Last week, I attended the nation’s first Data Transparency conference, which brought together over 450 federal, technology, nonprofit, and university representatives to build understanding and consensus on this long-standing subject of open data.
The speakers highlighted successes, such as Recovery.gov, which allows citizens to track where money from the Recovery Act is being spent in their neighborhoods; and aspirations, such as the proposed Digital Accountability and Transparency Act (DATA), which would make all government data standardized and public.
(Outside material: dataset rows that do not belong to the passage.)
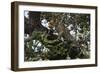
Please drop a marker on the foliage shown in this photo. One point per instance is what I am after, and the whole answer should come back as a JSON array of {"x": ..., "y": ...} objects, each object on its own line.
[{"x": 44, "y": 46}]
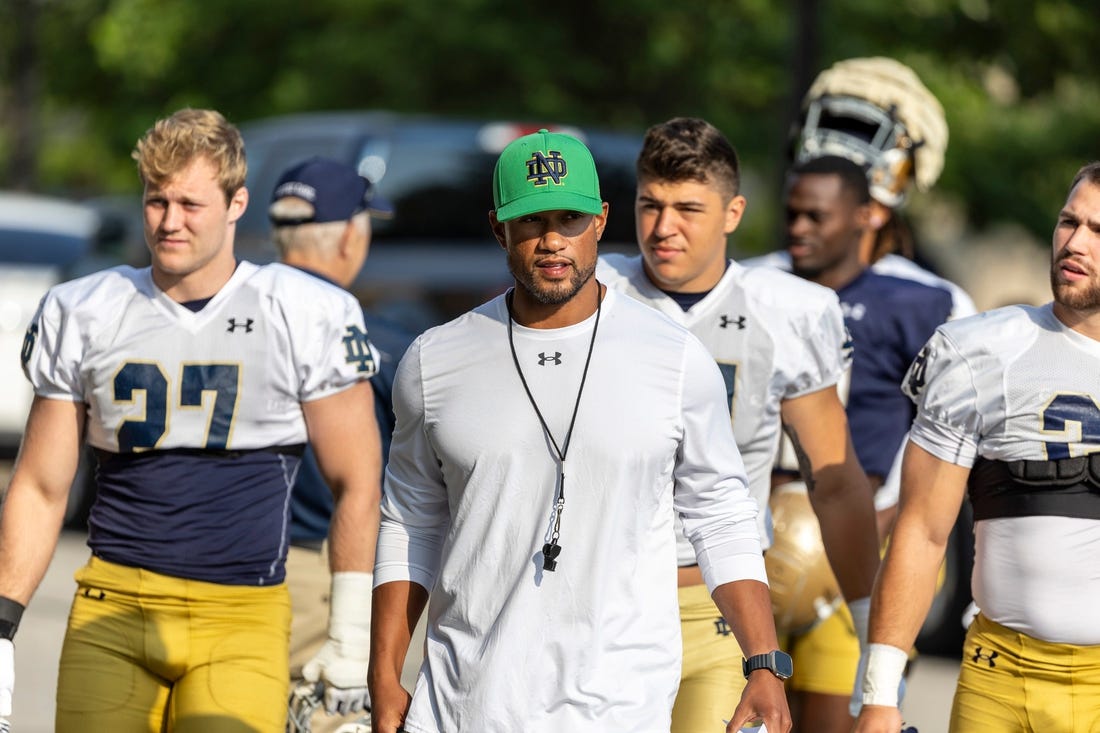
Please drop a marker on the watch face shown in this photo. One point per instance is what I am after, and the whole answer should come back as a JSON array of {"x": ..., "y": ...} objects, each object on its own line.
[{"x": 783, "y": 666}]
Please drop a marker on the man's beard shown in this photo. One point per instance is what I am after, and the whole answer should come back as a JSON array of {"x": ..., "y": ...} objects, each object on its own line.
[
  {"x": 552, "y": 293},
  {"x": 1073, "y": 296}
]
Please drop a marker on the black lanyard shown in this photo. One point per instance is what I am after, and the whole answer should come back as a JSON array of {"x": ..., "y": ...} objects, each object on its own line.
[{"x": 552, "y": 549}]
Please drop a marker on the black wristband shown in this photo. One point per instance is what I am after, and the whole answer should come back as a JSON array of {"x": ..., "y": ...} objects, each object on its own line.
[{"x": 10, "y": 613}]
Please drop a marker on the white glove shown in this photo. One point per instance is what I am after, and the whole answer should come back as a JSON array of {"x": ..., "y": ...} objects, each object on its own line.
[
  {"x": 361, "y": 725},
  {"x": 7, "y": 676},
  {"x": 341, "y": 664}
]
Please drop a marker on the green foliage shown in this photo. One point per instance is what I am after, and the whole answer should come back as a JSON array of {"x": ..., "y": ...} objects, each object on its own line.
[{"x": 1015, "y": 76}]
David Lebryk from the U.S. Department of the Treasury set standards for the quality of the data provided, calling for “reliable, timely, secure, and consumerable data.”
Slyvia M. Burwell, Director of the Office of Management and Budget, declared open data a “national resource and strategic asset” for both the government and citizens. It can reduce wasteful inefficiencies and harmful fraud, saving the U.S. billions of dollars, according to Representative Darrell Issa. It can fuel economic growth and innovation, creating not only new companies but also entire new industries. For example, companies have used open data to help people save money on their energy bills, find the best medical services, and coordinate public transportation with seismic data so that trains stop running when there is risk of a serious earthquake.
In our eyes, the most important role of open data is to empower citizens to hold power-holders accountable. However, third-party companies and organizations can help further this objective by facilitating citizen interaction and encouraging creative use of the data. For example, in the city of Louisville, restaurant inspection information published through Yelp was viewed 80,000 times (as opposed to only 444 views on the government site). Google has also developed a useful set of tools that citizens and governments around the world can use to easily display and analyze data, including several tools particularly designed for crisis response situations.
At the close of the conference, John Wonderlich from the Sunlight Foundation wisely stated, “ To make default to open is not going to happen from a one-time policy but from a stream of decisions over time.” Accountability Lab strives to contribute to this stream of progress and possibilities by supporting the creation of several innovative and locally-owned tools for open data in Nepal and Liberia, including: a Right to Information Toolkit, a chalk-billboard providing civic education, a wiki site crowdsourcing information about higher education and government services, and the Bolaun platform for citizen engagement around accountability issues.